Correlation And Regression Homework

Author

Biol 607

Note: Some datasets are available at http://whitlockschluter.zoology.ubc.ca/data so you don’t have to type anything in (and have to load it!)

1. Correlation - W&S Chapter 16

Data at https://whitlockschluter.zoology.ubc.ca/wp-content/data/chapter16/chap16q15LanguageGreyMatter.csv. Take a look at cor() and cor.test(). Or get saucy and z-transform your variables! (x - mean(x))/var(x)

Remember, a correlation is just a regression on z-transformed variables. Also, note - skip part c for now. But the assumptions are still the assumptions of doing a correlation/regression!

2.

From Fieberg. For this exercise, we will consider the LizardBite data set in the abd library [@abd]. This data set was collected by @lappin2005weapon and featured in a problem in @whitlock2015analysis’s popular introductory statistics book. @lappin2005weapon was interested in whether the bite force (bite) of male lizards in the species Crotaphyutus collaris was predictive of their territory size (territory).

A. Fit a linear model using R that could be used to predict territory size from a lizard’s bite force.

B. Evaluate the assumptions of the model using graphical methods. Be sure to comment on what you are looking for in each plot (e.g., the assumption you are looking to evaluate and what would constitute an assumption violation).

C. Interpret the intercept and slope parameters in the context of the problem.

D. Provide a confidence interval for the slope parameter and interpret the confidence interval. Take a look at confint()

E. Explain what the standard error associated with the slope parameter tells us. Your explanation should include reference to a sampling distribution, and you should define what this term means.

F. Create a confidence interval for the mean territory size associated with a bite force of 5 and a prediction interval for a lizard that has a bite force of 5. Explain the difference between the two intervals. When would you prefer the latter type of interval?

3. A little LaTeX

Using LaTeX, write out the equations underlying simple linear regression.

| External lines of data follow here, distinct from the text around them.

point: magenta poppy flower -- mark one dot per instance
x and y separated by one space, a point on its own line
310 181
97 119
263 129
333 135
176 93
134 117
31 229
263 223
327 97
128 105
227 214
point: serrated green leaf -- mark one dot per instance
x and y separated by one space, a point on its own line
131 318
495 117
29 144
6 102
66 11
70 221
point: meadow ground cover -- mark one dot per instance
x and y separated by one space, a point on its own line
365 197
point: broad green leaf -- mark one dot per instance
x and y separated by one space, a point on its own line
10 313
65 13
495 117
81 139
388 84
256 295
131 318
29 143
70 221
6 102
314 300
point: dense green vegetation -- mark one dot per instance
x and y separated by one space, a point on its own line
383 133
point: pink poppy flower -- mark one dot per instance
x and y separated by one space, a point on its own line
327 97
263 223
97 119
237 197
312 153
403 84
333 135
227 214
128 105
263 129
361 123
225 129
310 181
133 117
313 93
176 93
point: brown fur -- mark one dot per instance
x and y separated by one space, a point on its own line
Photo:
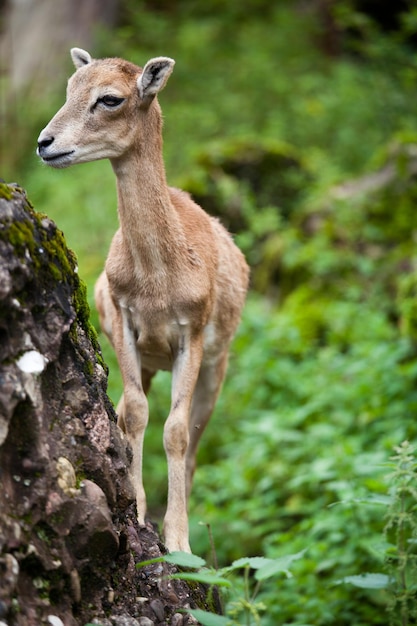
174 283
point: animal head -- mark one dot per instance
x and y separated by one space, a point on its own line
108 101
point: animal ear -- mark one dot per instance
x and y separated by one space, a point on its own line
154 77
80 57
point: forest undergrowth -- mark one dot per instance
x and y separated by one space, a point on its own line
310 159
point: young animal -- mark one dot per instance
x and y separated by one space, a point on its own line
174 283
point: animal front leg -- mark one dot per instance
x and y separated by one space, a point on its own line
176 439
206 392
133 407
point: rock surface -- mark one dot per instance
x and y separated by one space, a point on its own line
69 540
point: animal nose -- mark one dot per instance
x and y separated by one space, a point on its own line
45 143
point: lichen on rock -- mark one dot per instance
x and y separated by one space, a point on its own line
69 540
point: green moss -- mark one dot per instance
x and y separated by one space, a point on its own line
6 191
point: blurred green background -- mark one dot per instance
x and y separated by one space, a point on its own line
294 122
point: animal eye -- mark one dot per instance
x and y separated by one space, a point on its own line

\[Y_i = \beta_0 + \beta_1 X_i + \epsilon_i\] \[\epsilon_i \sim \mathcal{N}(0, \sigma)\]

4. W&S Chapter 17-30

https://whitlockschluter.zoology.ubc.ca/wp-content/data/chapter17/chap17q30NuclearTeeth.csv

Using broom::augment() and geom_ribbon() in ggplot2, reproduce the above plot showing data, fit, fit interval, and prediction interval.

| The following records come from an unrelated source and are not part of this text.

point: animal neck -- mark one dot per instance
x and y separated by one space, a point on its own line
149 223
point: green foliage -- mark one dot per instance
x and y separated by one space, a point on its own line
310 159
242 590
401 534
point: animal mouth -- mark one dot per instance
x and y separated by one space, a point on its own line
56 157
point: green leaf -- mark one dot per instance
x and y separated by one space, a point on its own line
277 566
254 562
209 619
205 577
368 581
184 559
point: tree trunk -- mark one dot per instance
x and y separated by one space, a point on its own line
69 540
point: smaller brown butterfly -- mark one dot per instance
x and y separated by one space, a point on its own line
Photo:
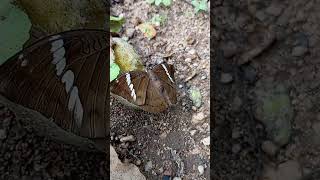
152 90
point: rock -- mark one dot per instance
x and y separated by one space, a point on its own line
236 148
299 51
127 139
273 108
121 171
206 141
196 97
236 104
226 78
316 130
235 133
201 169
3 134
269 148
274 9
198 118
289 170
148 166
229 49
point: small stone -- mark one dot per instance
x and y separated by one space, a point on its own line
193 132
269 148
229 49
148 166
236 148
206 141
235 133
198 118
274 9
226 78
188 60
128 138
299 51
236 104
201 169
3 134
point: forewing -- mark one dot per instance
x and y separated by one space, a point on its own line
63 76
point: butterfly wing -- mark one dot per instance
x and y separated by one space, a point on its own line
140 89
63 76
165 72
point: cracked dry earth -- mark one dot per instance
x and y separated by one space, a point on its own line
179 136
270 49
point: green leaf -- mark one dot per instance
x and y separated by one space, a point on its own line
14 29
200 5
114 71
116 23
166 2
150 1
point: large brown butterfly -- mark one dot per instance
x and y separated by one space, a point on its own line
153 90
65 77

Impress Yourself! Intervals and simulation

Fit the deet and bites model from lab.

Now, look at vcov() applied to your fit. For example:

deet_mod <- lm(bites ~ dose, data = deet)

vcov(deet_mod)

            (Intercept)         dose
(Intercept)  0.09929780 -0.025986850
dose        -0.02598685  0.007437073

What you have here is the variance-covariance matrix of the parameters of the model. In essence, every time you larger slopes in this case will have smaller intercepts, and vice-verse. This maintains the best fit possible, despite deviations in the slope and intercept. BUT - what’s cool about this is that it also allows us to produce simulations (posterior simulations for anyone interested) of the fit. We can use a package like mnormt that let’s us draw from a multivariate normal distribution when provided with a vcov matrix. For example…

library(mnormt)

rmnorm(4, mean = coef(deet_mod), varcov = vcov(deet_mod))

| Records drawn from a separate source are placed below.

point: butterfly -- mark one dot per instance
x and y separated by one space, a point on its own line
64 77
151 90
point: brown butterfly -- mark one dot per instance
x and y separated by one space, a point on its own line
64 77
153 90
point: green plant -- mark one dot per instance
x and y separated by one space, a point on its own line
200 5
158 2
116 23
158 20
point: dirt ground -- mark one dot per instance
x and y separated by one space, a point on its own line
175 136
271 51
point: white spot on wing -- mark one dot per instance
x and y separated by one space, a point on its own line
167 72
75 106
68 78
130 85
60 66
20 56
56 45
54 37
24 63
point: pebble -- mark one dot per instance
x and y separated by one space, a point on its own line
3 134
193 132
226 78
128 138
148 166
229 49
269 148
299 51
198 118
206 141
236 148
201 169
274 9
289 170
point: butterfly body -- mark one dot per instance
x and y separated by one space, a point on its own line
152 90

     (Intercept)       dose
[1,]    3.361300 -0.3007805
[2,]    4.358694 -0.5448802
[3,]    3.828730 -0.3816663
[4,]    4.460537 -0.5870532

produces a number of draws of the variance and the covariance!

IYa. Fit simulations!

Using geom_abline() (look at the helpfile - you’ll see instantly why it’s good here!) make a plot that has the following layers and shows that these simulated lines match up well with the fit CI. 1) the data, 2) the lm fit with a CI, and 3) simulated lines. You might have to much around to make it look as good as possible.

IYb. Prediction simulations!

That’s all well and good, but what about the prediction intervals? To each line, we can add some error drawn from the residual standard deviation. That residual can either be extracted from summary() or you can get the sd of residuals.

Now, visualize the simulated prediction interval around the fit versus the calculated prediction interval around the fit via predict. Go HAM with a clever visualization of all elements on one figure - however you would like

Meta 1.

How well do you feel you understand the assumption testing behind a linear model? If there are elements that confuse you, what are they? Why?

Meta 2.

What concepts of linear regression are the clearest for you? Which are the most opaque?

Meta 3.

Even if you did not do the IYKYK part of this assignment, do you see how simulation can be used with a fit model? Do you feel it would be useful? Do you have gaps in your understanding about why simulation could work here?

Meta 3.

How much time did this take you, roughly? Again, I’m trying to keep track that these assignments aren’t killer, more than anything.

Meta 4.

Please give yourself a weak/sufficient/strong assessment on this assigment. Feel free to comment on why.